Cross Platform Software Distribution is a _challenge_ for any
language/technology. I guess the upvotes for this submission do not imply
readers here agree with the viewpoint on Ruby given in the article, but rather
think it is an interesting topic worth discussing. (I might be completely
wrong in this assumption)

I am an active user of Ruby, and agree with you that the author is making over
generalized sweeping statements such as: _"yet it's the standard, recommended
practice in the Rails community, because it makes it easy to "guarantee"
behaviour in a given environment"_

There is no silver bullet for software distribution in any particular
language. One has to be smart and pragmatic enough to weigh in the pros and
cons of static linking/vendoring in their particular case, and then take a
wise decision on it.

------
demallien
Swings and roundabouts.

Personally, I use Ruby for stand-alone apps more than for Rails. I do command
line tools and Mac apps using RubyCocoa. I can't guarantee that my product
functions as planned if I can't control what code it uses.

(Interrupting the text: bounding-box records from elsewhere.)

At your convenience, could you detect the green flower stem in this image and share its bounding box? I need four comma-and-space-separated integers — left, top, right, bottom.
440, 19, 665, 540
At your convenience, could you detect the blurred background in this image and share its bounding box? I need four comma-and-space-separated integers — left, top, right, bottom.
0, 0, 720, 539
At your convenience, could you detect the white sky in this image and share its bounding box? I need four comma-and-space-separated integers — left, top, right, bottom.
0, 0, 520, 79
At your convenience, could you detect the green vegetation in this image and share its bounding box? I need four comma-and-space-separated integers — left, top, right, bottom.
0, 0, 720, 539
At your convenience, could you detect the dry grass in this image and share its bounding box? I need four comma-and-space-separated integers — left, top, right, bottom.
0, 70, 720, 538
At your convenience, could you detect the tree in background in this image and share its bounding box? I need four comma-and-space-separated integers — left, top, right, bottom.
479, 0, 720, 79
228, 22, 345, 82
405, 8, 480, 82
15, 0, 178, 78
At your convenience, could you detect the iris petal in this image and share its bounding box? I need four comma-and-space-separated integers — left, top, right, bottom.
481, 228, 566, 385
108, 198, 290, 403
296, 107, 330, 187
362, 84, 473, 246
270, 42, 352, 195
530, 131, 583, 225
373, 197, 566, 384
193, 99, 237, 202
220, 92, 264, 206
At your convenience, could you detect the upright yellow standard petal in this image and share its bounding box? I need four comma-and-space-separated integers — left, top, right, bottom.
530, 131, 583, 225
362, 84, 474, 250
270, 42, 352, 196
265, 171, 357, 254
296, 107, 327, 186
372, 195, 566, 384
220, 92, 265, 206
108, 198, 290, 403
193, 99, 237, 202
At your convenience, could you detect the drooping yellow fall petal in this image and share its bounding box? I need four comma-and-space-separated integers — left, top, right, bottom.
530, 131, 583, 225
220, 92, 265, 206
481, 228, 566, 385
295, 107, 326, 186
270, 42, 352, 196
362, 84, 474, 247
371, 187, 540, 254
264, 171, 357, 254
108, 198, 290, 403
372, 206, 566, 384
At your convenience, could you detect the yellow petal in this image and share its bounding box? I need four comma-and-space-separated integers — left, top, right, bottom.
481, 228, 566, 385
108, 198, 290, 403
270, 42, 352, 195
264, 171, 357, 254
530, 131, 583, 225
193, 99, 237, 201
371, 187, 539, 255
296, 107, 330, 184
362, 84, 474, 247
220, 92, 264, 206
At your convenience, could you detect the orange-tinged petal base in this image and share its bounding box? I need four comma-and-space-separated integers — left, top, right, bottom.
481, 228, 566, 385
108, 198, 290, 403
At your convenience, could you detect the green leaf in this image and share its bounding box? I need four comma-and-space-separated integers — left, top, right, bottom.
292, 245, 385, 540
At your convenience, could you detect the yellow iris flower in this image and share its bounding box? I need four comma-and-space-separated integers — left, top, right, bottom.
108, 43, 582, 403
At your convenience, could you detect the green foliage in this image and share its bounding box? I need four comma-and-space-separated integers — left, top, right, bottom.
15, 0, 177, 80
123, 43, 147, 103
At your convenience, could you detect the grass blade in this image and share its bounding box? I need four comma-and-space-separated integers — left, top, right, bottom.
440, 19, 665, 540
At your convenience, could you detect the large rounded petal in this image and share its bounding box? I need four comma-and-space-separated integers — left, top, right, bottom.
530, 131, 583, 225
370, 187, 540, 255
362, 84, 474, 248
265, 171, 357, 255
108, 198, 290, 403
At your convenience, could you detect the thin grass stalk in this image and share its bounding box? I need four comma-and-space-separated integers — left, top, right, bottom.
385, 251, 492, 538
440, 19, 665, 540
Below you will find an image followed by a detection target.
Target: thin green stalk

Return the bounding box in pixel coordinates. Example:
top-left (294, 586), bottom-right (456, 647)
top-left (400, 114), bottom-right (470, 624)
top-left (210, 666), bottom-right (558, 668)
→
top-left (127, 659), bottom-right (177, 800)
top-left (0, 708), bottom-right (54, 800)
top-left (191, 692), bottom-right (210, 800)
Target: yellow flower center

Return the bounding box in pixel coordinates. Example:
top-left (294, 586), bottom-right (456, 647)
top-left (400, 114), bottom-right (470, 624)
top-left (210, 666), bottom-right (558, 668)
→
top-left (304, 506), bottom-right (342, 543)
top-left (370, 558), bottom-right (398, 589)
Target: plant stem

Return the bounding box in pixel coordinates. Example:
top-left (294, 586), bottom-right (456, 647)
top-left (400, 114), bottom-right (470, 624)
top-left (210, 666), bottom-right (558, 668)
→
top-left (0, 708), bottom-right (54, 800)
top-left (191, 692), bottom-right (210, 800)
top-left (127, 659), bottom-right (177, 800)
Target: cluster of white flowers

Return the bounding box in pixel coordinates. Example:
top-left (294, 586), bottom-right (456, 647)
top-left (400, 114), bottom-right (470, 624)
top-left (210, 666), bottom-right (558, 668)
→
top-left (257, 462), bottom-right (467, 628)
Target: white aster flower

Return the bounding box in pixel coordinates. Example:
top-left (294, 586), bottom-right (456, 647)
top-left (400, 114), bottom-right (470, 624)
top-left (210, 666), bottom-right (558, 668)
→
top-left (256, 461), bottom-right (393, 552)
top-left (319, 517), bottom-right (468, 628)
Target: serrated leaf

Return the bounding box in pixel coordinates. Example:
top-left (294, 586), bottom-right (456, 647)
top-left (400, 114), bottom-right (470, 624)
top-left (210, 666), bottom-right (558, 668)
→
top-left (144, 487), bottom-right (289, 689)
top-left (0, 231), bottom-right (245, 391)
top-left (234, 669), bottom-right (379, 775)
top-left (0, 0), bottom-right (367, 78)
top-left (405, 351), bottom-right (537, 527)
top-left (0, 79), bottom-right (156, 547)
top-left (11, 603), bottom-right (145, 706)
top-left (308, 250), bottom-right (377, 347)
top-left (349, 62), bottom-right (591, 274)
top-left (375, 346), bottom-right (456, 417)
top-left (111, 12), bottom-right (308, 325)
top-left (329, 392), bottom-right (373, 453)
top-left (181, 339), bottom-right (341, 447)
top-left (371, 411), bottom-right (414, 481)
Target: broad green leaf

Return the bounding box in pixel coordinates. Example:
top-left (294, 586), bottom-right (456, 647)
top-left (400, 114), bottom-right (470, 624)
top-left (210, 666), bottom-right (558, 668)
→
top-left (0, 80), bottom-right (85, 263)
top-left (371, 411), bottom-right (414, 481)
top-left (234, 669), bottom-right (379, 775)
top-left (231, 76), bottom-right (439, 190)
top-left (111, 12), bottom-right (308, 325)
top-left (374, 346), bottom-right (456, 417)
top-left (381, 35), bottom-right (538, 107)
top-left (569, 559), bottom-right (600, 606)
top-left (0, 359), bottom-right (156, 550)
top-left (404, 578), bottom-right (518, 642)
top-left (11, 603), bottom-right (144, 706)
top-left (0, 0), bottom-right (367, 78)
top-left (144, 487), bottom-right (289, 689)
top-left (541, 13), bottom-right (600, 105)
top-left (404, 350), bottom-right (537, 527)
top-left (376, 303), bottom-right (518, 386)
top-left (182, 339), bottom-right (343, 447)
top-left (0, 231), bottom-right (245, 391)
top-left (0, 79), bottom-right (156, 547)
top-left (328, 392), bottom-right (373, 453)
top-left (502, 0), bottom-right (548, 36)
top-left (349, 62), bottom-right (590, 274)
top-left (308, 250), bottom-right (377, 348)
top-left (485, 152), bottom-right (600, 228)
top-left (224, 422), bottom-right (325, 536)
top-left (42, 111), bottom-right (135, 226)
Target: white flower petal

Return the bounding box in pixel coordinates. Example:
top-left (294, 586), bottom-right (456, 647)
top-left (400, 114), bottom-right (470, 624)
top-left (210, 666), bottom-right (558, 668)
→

For libs which belong to the core OS, I am comfortable with using shared libs.
These libs are very well documented, and the interfaces don't move. Any
changes made by the OS vendor are generally for fixing bugs.

For everything else, I have no guarantee, and hence little trust, that the
developer isn't going to change their lib in a way that breaks my code. In
such a case, I much prefer to take control over that lib by bringing it into
my own project as a static lib. I give my app it's own auto-updating feature,
and I take responsibility for keeping the static libs up to date. That takes
care of potential security issues.

------
fendale
Not so much a distribution problem, but a platform problem - I cannot get Ruby
to compile on an Itanium HP-UX box - even the HPUX ports site says it won't
work :-(

If anyone has got it to work please let me know!